The distribution of Galois orbits of points of small height in toric varieties

Original Title: “The distribution of Galois orbits of points of small height in toric varieties”

Authors: José IgnacioBurgos Gil (ICMAT-CSIC), Patrice Philippon (Institut de Mathematiques de Jussieu – U.M.R. 7586 du CNRS), Juan RiveraLetelier (University of Rochester) y Martín Sombra (ICREA, UB)

Source: American Journal of Mathematics 141 (2019), 309381

Date of online publication: 2019



Equidistribution results are an important tool in many branches of mathematics. For instance, the equidistribution property the Galois orbits of small points in abelian varieties over number fields was studied by L. Szpiro, E. Ullmo and S. Zhang and led to a proof of the Bogomolov conjecture. This equidistribution property has been widely generalized. In particular, it has been extended to more general varieties and height functions and, with the introduction of Berkovich spaces, to non-Archimedean places. Up to the date of this paper, all these generalizations are restricted to height functions that satisfy a special condition, namely, that the essential minimum of the heights of points is equal to the normalized height of the ambient variety. Many height functions satisfy this special condition, like Néron-Tate heights on Abelian varieties, canonical metrics on toric varieties, and more generally those coming from algebraic dynamical systems. But there are also many height functions of interest that do not satisfy it, like (twisted) Fubini-Study heights on projective spaces and the Faltings height on modular varieties.
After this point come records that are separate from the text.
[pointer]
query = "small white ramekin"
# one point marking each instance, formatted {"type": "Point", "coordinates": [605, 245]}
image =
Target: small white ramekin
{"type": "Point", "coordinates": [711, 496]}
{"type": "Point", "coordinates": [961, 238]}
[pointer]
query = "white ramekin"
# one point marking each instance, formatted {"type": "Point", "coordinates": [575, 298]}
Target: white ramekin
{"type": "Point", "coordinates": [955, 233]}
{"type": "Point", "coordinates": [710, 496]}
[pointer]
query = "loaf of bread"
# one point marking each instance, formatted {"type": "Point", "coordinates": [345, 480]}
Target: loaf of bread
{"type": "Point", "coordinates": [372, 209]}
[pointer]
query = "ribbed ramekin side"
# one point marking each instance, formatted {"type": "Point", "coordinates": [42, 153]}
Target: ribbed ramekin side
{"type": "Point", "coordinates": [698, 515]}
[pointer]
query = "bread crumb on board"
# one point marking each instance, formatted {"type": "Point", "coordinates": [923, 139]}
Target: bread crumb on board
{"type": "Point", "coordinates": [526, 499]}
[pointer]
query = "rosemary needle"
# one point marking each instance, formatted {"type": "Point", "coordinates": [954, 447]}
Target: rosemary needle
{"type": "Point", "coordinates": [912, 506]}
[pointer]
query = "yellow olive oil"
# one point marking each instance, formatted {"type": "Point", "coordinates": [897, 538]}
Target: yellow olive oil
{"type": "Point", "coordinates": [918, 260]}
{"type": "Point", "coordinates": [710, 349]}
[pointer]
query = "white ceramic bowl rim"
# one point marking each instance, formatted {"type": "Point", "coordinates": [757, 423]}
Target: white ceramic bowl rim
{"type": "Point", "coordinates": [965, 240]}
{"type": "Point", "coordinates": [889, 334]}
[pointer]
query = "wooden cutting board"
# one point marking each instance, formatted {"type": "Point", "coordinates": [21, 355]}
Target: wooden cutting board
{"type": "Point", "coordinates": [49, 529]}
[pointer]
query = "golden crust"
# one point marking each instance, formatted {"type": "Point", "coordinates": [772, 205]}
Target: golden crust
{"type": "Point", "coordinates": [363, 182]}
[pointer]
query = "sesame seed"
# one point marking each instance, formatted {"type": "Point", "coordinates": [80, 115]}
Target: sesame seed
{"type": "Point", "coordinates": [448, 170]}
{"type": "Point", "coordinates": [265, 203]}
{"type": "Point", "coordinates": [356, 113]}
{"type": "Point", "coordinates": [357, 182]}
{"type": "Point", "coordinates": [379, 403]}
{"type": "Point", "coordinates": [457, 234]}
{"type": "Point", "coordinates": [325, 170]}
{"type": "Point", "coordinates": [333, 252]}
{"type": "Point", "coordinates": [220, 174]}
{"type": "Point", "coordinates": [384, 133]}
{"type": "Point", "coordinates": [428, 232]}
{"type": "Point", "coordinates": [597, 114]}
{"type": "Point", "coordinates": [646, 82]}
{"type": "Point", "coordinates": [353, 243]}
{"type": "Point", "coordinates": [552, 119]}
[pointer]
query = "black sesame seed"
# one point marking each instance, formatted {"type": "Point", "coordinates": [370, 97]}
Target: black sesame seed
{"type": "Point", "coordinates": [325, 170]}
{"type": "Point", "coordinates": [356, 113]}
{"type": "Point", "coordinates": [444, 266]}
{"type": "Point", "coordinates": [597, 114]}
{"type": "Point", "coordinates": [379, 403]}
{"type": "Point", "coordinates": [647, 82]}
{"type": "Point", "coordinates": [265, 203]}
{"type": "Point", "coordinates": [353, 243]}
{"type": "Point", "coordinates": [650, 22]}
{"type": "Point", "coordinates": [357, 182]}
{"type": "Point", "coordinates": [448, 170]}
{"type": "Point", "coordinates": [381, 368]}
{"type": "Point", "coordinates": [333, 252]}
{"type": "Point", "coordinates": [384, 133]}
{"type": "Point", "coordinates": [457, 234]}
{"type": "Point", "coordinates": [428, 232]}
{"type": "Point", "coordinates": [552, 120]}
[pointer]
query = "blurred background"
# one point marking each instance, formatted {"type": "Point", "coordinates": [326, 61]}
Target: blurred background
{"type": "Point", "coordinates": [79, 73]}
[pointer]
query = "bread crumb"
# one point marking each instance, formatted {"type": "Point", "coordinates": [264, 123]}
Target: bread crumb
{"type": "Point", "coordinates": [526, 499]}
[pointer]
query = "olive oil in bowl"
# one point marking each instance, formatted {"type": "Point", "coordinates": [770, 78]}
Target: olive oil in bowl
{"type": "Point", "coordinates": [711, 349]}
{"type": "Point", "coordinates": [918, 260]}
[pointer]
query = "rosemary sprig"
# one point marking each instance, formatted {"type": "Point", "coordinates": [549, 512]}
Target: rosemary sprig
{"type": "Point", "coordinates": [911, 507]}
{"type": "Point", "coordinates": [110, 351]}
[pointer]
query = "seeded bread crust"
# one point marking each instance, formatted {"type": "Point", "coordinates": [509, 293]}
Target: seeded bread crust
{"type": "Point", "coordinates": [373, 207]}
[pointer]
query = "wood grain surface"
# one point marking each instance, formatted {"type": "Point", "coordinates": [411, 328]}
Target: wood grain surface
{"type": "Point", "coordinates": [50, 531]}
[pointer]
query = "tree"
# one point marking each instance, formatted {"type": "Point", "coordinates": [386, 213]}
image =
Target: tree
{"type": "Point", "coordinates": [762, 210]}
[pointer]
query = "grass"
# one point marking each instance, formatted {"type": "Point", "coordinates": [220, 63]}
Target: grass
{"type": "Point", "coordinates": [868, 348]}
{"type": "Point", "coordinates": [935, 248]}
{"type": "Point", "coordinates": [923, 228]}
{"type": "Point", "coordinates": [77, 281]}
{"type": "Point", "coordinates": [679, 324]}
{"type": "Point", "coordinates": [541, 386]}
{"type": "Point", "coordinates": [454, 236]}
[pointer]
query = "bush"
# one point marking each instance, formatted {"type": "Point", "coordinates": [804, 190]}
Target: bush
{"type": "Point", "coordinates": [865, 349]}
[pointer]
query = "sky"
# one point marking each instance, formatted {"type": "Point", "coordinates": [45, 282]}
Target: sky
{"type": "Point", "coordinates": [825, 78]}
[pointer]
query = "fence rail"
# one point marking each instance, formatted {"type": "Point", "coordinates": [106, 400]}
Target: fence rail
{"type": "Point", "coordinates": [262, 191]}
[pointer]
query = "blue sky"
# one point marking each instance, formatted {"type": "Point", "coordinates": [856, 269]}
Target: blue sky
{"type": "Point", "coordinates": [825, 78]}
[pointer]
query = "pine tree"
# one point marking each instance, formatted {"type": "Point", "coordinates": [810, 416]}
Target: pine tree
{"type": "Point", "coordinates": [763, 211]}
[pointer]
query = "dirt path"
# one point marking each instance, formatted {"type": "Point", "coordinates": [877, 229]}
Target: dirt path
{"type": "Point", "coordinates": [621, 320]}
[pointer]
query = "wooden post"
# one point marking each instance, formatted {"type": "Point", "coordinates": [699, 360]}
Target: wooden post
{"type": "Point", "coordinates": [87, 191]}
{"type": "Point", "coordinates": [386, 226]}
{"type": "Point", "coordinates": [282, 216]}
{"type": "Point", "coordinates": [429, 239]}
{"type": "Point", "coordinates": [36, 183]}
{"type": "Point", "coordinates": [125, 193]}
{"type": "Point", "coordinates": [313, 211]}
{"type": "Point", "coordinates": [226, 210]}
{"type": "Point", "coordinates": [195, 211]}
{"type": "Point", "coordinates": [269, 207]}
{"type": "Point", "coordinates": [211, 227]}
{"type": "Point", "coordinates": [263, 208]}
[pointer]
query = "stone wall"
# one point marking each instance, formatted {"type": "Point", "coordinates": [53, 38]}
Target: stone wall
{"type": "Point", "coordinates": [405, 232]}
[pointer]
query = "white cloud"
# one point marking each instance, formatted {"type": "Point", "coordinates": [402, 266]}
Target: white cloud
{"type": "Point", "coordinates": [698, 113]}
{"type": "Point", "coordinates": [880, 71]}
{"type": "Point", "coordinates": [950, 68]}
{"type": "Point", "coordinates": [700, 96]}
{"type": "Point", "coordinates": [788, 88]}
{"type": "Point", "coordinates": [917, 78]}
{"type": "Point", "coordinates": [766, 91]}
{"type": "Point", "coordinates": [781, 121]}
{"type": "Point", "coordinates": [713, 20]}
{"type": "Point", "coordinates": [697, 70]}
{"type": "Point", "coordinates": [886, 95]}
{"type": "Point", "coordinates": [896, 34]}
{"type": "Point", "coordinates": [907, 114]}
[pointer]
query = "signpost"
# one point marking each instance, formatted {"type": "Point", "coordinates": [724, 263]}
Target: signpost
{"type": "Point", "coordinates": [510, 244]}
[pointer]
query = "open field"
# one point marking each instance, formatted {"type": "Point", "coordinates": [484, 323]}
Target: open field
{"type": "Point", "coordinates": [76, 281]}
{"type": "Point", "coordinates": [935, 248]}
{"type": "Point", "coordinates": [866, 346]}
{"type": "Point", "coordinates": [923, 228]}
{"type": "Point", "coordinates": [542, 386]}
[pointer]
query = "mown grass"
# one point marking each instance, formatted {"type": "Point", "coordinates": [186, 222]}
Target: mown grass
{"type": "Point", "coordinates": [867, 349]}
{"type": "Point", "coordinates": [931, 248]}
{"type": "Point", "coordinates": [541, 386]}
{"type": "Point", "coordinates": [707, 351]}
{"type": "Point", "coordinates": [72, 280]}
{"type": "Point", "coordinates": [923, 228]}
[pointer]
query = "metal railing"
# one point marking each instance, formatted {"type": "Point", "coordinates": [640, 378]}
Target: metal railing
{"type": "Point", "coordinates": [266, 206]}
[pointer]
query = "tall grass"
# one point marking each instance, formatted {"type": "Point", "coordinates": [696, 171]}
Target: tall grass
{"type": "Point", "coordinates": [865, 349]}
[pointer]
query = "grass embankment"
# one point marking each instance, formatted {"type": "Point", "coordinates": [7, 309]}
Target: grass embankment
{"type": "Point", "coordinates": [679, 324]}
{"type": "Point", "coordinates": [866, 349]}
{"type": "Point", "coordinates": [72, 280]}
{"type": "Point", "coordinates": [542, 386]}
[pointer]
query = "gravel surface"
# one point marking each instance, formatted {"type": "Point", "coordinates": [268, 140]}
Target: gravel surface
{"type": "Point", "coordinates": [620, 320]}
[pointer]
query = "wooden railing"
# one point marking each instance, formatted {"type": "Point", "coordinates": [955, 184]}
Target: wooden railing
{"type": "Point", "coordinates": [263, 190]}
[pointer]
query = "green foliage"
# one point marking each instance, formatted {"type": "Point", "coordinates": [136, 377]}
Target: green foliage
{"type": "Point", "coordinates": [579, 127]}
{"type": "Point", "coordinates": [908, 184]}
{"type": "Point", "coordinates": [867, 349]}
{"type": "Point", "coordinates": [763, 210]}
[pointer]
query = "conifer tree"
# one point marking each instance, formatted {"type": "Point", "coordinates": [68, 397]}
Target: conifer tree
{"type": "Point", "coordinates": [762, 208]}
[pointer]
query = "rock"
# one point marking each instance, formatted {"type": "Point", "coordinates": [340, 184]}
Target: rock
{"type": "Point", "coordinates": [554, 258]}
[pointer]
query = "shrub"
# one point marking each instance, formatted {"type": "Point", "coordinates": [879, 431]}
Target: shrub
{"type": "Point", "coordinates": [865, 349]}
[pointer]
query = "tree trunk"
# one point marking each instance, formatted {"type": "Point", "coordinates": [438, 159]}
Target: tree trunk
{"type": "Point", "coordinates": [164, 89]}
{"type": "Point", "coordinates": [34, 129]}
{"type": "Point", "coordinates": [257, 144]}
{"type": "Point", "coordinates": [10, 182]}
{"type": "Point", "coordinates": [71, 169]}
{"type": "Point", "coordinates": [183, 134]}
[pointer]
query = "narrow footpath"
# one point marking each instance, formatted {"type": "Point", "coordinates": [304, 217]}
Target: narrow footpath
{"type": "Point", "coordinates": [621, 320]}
Toric varieties form a very nice class of varieties that have a combinatorial description and allow very explicit computations. This paper contains a complete study of the equidistribution property of Galois orbits of small points with respect to toric height functions and the associated Bogomolov property. The authors show that a mild positivity assumption is enough to guarantee equidistribution. This provides a wealth of new height functions for which the equidistribution property holds. Moreover, they give a complete classification of those toric heights for which equidistribution holds, and they use it to prove that the equidistribution property implies the Bogomolov property in the toric context. As a byproduct, they give a characterization of those toric heights whose essential minimum is attained. They also provide examples of toric height functions that do not have the Bogomolov property and for which the equidistribution property fails in a myriad of ways.